Lentamente mi tiro su e mi metto seduta, strisciando sul pavimento fino ad avere la schiena poggiata alla parete, mentre la mia compagna di sincro chiude la porta.

- Se ce la fai a stare in piedi, io direi di uscire al cambio dei giudici per far vedere che stai bene, che dici? - propone lei. Quindi non devo aver perso i sensi tanto a lungo, se non sono ancora arrivati alla fine della terza rotazione... sarà stato solo per pochi minuti.

Becky guarda il dottore, come attendendo il suo permesso. L'uomo annuisce, prima di puntare i suoi occhietti verso di me. - Sì, puoi tornare sugli spalti. Ma tra un paio di giorni ti sottoporrò ad alcuni controlli.

Sandro e mia madre mi aiutano ad alzarmi. Piano piano faccio qualche passo, tenendo il ghiaccio sulla testa. Non deve essermi uscito del sangue, penso, altrimenti avrebbero dovuto cambiare l'acqua della piscina e la gara a questo punto sarebbe ancora interrotta. Visto che riesco a camminare senza difficoltà, vado nello spogliatoio accompagnata da Becky e, dopo essermi asciugata, mi rimetto i pantaloni. La giacca no, perché fa troppo caldo.

Poco dopo ci ritroviamo nella camera di chiamata, con Sandro, mamma e il dottore. Saluto mia madre, che così può tornare sugli spalti dal resto della famiglia.
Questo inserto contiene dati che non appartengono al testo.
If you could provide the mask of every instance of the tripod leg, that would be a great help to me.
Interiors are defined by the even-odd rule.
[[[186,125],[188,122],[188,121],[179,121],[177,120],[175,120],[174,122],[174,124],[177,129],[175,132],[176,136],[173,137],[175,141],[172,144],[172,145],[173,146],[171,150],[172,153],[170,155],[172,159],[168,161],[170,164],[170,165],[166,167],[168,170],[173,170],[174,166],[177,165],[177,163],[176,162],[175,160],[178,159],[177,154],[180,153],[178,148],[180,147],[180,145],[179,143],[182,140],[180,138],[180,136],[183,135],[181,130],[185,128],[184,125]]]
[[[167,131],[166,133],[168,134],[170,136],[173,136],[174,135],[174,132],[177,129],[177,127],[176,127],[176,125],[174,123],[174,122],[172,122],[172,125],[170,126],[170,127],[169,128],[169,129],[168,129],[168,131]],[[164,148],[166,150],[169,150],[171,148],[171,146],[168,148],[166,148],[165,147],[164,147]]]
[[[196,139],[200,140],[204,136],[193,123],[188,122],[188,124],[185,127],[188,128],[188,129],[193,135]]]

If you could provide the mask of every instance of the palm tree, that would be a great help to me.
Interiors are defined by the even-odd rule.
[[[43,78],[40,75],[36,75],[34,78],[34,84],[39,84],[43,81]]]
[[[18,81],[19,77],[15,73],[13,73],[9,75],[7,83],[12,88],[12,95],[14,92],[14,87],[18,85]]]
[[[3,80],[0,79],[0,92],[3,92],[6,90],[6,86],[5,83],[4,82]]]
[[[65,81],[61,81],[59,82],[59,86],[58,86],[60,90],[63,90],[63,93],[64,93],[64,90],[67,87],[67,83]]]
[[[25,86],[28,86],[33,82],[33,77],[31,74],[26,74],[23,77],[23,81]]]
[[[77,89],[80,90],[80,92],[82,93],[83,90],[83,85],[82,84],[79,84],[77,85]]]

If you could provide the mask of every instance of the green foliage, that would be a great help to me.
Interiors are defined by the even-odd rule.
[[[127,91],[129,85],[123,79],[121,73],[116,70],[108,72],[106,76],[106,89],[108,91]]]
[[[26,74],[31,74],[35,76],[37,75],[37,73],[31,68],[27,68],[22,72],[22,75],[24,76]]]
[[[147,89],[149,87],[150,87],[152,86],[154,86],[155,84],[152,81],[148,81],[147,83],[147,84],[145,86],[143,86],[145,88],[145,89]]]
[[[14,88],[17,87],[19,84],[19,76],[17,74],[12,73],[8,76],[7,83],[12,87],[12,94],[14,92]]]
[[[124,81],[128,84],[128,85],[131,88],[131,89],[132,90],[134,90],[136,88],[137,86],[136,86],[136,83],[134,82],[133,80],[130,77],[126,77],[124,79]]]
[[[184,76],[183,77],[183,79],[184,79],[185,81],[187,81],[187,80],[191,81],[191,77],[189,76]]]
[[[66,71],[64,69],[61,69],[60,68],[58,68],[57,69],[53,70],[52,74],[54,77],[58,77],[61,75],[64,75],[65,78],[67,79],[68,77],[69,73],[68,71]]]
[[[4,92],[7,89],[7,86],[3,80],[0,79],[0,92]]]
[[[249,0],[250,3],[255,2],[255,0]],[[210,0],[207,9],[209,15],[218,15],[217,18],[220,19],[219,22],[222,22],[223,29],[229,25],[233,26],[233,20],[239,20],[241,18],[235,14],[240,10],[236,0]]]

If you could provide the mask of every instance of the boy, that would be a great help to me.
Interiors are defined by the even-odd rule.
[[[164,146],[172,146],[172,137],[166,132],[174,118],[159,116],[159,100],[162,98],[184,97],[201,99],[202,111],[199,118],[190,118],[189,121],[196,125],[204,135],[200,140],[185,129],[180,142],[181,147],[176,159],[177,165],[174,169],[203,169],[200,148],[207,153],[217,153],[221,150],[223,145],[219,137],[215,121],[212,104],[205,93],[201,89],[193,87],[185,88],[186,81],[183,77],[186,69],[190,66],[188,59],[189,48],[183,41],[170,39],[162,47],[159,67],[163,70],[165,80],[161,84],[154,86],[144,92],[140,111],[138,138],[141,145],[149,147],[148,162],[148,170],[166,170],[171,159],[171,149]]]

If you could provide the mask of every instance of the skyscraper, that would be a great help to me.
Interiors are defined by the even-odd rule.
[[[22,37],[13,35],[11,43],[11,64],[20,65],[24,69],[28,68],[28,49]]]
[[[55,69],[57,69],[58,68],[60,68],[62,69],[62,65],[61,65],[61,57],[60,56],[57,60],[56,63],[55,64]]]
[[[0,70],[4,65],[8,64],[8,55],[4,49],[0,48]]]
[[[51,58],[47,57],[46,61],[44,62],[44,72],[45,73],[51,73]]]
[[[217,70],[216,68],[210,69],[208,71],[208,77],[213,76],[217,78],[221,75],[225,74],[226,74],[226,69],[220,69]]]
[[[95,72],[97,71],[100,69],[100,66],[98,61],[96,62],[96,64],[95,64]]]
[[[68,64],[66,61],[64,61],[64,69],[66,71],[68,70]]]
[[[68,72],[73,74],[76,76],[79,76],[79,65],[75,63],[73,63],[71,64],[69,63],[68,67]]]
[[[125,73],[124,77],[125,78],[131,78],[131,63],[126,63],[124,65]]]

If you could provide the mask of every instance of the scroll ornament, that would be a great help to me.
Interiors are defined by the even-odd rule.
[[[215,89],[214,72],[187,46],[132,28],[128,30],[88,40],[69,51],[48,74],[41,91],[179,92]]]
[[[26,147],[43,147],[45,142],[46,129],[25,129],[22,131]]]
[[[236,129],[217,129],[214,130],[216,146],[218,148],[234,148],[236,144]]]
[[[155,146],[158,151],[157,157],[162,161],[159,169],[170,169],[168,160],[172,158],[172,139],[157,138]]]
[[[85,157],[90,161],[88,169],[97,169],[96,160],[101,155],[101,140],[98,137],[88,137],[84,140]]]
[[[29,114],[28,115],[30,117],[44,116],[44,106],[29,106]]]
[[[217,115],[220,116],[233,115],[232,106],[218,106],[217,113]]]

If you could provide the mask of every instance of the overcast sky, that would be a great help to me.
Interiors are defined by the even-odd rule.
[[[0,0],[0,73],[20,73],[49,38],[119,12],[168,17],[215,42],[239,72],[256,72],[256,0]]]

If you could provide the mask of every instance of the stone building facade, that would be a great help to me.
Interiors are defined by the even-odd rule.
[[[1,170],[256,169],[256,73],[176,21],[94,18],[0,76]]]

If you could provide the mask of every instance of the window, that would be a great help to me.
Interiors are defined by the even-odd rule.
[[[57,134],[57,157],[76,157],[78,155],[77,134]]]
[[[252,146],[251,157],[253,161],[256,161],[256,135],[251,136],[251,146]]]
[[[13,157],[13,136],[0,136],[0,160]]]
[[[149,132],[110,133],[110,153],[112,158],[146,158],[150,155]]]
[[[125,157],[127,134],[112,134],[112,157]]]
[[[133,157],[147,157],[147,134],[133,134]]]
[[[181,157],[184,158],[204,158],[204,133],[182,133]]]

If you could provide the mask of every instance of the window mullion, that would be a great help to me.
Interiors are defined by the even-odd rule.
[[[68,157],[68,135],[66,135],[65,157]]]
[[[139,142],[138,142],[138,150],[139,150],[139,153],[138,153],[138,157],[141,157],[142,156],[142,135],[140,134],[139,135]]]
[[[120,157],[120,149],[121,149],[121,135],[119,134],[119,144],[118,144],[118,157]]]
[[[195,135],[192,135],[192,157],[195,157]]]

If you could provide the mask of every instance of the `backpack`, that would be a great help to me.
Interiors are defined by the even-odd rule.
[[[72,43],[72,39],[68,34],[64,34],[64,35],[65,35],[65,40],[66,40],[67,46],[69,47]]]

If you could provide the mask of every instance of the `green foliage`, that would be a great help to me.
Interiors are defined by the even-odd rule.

Aspetto su una sedia che Rebecca mi dica quando posso uscire: appena lei mi annuncia che hanno dato i punteggi delle americane, torniamo insieme a bordo piscina.

La vista luminosa del cielo quasi mi acceca: avevo dimenticato che la piscina fosse all'aperto e i miei occhi non si erano preparati a ricevere il sole del primo pomeriggio, che passa attraverso alcuni spiragli tra gli spalti molto alti. Hanno costruito questi impianti di ultimissima generazione come se dovessero essere dei palazzi di dieci piani. O forse sono solo io ad essere molto in basso rispetto a tutta la gente che ora mi sta guardando. Tanto ora c'è il cambio del pannello dei giudici, non devono concentrarsi sulla finale.

Già, la mia prima finale importante. Pazienza, mi rifarò dall'anno prossimo, ne sono convinta.

Da tutt'intorno proviene un fiume di applausi, evidentemente indirizzato a me. Saluto con la mano tutto intorno, sorridendo, senza sapere di preciso dove guardare. Poi scorgo, controsole, dove sono seduti i miei parenti, poco distante da dove finiscono gli spalti dedicati agli atleti, e mando un bacio in quella direzione. Sto bene, sono ancora tutta intera.